A contract implied in law, or quasi contract, operates where there Is no contract in place to provide a remedy where one party is unjustly enriched, and where that party received a benefit under circumstances that made it unjust to retain it without giving compensation. The plaintiff n Associated Leasing International Corp. v. Alpha Capital Services, Inc. utilized this theory in an attempt to recover a commission on aircraft financing transaction. Associated Leasing International Corp. v. Alpha Capital Services, Inc., 992 So. 2d 283 (Fla. 4th DCA 2008).
An abridged version of the extensive facts of the case is as follows: Herbert Beck (“Beck”) was the owner of Jet Travel, a charter jet service. Beck approached John Casserly (“Casserly”), who was an aircraft broker doing business as Alpha Capital, Inc., and sought his assistance for securing refinancing for a Lear 55 jet. Casserly was successful and received a broker’s fee. Thereafter, in 1995, Beck again approached Casserly regarding refinancing of the Lear 55. Casserly introduced Beck to Associated Leasing (“Associated”) to provide the refinancing. However, before any determination was made by Associated, Jet Travel filed for bankruptcy, and Associated was unable to fund the refinancing.
After Associated turned down the financing, Casserly submitted an application to GE Capital, and made several other inquiries to lenders, including Joe Dini at Finova Capital Corporation. The transaction was never presented to Finova because at the time Casserly was dealing with GE Capital. After over a year of working on the refinancing, the Lear 55 was repossessed by the original lender. GE Capital turned down the transaction, and Casserly stopped working on the refinancing. Beck told Casserly that he was moving back to his home country Austria.
Sometime later, Beck who was doing business as Quicksilver, contacted Ronald Shane, the president of Associated about financing of two smaller Lear jets. Beck told Shane that he had terminated his relationship with Casserly; Shane did not confirm this with Casserly. Shane called Finova and asked if Finova would be interested in working with Beck. Shane was a longtime acquaintance of the president of Finova. Joe Dini called Shane; thereafter Beck flew out and met with Dini; thereafter, Finova made a proposal which was accepted by Beck. Associated was kept informed of the negotiations. Two deals were ultimately made, one as to a Lear 35 jet, and the other as to a Lear 36 jet. A commission was paid by Finova to Associated in connection with the financing transaction. Dini testified that it was expected that if another broker was involved that they would work out any commission split between them.
Casserly sued Associated for commissions on both the Lear 35 jet and the Lear 36 jet under an implied contract theory claiming that Casserly had conferred a benefit on Associated of which Associated knew, and that Associated had retained that benefit; Casserly further alleged that it would be inequitable for Associated to retain the benefit because Casserly was the procuring cause of the commission paid to Associated by Finova. A jury returned a verdict in favor of Casserly, and a final judgment on the verdict was entered by the court. Associated appealed.

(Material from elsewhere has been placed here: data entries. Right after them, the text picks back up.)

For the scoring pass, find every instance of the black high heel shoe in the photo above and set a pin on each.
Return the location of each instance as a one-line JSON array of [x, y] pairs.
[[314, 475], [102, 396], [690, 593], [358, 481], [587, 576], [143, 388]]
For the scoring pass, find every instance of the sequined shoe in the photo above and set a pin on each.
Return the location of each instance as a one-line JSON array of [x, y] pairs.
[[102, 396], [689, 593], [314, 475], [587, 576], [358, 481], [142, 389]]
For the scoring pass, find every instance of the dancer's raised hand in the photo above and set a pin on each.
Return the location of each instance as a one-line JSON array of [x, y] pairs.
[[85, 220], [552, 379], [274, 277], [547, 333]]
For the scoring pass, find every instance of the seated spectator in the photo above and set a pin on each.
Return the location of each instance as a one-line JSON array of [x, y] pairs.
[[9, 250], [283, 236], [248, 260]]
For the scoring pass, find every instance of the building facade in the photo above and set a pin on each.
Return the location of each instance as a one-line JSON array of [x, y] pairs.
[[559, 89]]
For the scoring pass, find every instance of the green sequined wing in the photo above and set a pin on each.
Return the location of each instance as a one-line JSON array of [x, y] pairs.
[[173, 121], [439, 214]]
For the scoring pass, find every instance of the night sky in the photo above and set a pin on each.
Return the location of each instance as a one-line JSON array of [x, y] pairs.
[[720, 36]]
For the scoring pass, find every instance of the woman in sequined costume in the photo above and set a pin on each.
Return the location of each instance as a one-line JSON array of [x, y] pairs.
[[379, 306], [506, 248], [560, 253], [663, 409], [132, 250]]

On appeal, the Fourth District Court of Appeal reversed finding that no benefit was conferred upon Associated, thereby reversing and remanding for entry of a judgment in the favor of defendants. Casserly contended that he conferred a benefit upon Associated by introducing it to Beck and preparing the financing documents. The court disagreed with this contention and found that neither one of these two items constituted a benefit to Associated: (1) the court found that Casserly’s effort in compiling the documents did not constitute a benefit conferred upon Associated because the documents were prepared for the benefit of GE Capital and Beck in order to close on the prior financing transaction for the Lear 55. (2) The introduction of Beck to Associated for purposes of obtaining refinancing of the Lear 55 did not constitute a benefit upon Associated in connection with the financing of the Lear 35 and Lear 36 jets, and furthermore there was no testimony that the Lear 35 and 36 transactions were considered to be part of the same transaction as the Lear 55. (3) Additionally, there was no evidence presented that Associated was aware of the “benefit” of the introduction of Beck; Casserly had introduced Beck to Associated in hopes of Associated’s refinancing of the Lear 55, and thus Associated’s contact was as a lender, not a broker.